Fourth, the obtained mass spectrometry data were analyzed. The DDA library data were firstly screened against the FASTA sequence database using the Spectronaut (version 14.4.200727.47784, https://www.biognosys.com/), including Uniprot_human database and iRT peptides sequence (Biognosys|iRT-Kits|) with the parameters of trypsin, max missed cleavages at 2, fixed modification of carbamidomethyl(C), dynamic modification of oxidation(M) and acetyl (Protein N-term). All reported peptides were determined by a false discovery rate (FDR = N (decoy) * 2 / (N (decoy) + N (target))) ≤ 1% with 99% confidence for protein identification. The original raw files and DDA searching results were exported into Spectronaut (version 14.4.200727.47784) to construct a spectral library. The DIA data in the spectral library were analyzed using the Spectronaut (version 14.4.200727.47784) with the parameters of dynamic iRT for retention time prediction, enable interference on MS2 level correction, and enable cross-run normalization. All results were filtered through a Q value cutoff 0.01 (equivalent to FDR < 1%). All proteomic analyses were technically helped by Shanghai Applied Protein Technology.
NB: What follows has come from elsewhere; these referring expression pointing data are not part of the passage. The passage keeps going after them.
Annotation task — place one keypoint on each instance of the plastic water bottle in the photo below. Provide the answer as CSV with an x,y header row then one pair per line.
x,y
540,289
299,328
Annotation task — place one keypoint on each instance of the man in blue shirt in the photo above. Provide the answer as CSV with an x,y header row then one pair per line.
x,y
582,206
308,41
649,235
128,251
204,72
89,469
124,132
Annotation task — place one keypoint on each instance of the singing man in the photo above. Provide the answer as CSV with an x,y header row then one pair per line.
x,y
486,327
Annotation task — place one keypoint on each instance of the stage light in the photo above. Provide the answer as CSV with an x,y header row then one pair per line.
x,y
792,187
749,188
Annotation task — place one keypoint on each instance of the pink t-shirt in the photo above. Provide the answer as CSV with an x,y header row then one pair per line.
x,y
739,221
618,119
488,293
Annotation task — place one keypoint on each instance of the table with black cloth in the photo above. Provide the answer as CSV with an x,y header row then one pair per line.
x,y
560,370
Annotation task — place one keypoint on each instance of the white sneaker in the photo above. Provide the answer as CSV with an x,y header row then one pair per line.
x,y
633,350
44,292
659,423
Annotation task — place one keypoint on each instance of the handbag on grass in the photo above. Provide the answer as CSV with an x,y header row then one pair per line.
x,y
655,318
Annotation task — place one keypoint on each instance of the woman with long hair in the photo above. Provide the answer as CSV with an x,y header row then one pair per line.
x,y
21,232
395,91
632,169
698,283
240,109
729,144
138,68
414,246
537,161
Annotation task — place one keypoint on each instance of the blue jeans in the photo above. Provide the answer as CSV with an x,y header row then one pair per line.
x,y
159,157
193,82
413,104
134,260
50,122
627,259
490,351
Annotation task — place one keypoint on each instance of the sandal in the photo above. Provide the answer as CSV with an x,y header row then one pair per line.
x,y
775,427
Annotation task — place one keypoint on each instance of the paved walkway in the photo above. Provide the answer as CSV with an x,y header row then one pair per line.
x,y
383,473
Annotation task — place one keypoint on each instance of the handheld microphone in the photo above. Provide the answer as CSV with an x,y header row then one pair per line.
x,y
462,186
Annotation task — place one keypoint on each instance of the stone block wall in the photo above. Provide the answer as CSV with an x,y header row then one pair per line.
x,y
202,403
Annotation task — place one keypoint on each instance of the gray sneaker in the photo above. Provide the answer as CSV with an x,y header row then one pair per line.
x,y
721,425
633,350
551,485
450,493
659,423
Finally, the serum proteomic data were used in the following bioinformatic analyses. Cluster 3.0 (version 3.0, http://bonsai.hgc.jp/~mdehoon/software/cluster/software.htm) and Java Treeview software (version 3.0, http://jtreeview.sourceforge.net) were used for hierarchical clustering analysis. The hierarchical clustering was further analyzed by euclidean distance algorithm for measurement of similarity and average linkage clustering algorithm (using the centroids of the observations) for clustering. The difference in protein contents between groups was presented as a heat-map with a dendrogram. Protein sequences were identified for protein domain signatures in the InterPro member database Pfam using the InterProScan software (version 5.25-64.0, http://www.ebi.ac.uk/interpro/download/InterProScan/). The interested proteins were blasted against the online KEGG database (http://geneontology.org/) to reveal their KEGG orthology identifications and were subsequently mapped to pathways in the KEGG. The potential functional categories and pathways of an interested protein were analyzed using the whole quantified proteins as background dataset and determined by the Fisher’ exact test and Benjamini-Hochberg correction with a p-value of 0.05.

ELISA

The levels of serum anti-pIgR antibodies in 12 control subjects, 17 PBC and 15 OC patients were determined by ELISA using an anti-pIgR antibody ELISA Kit (AMOY LunChangShuo Biological Technology, Cat#100712), according to the manufacturer’s instructions.

Statistical analysis

All experiment data are expressed as mean ± standard error of mean (SEM). Statistical analysis was carried out with SPSS software (version 23) and graphing was performed using GraphPad Prism software (version 8). Two-tailed independent-sample Student’s t-test or Mann–Whitney U test was used to determine the statistical significance of difference between two groups according to the results of the Shapiro-Wilk normality tests. A p value of <0.05 was considered statistically significant.

Reporting summary

Further information on research design is available in the Nature Portfolio Reporting Summary linked to this article.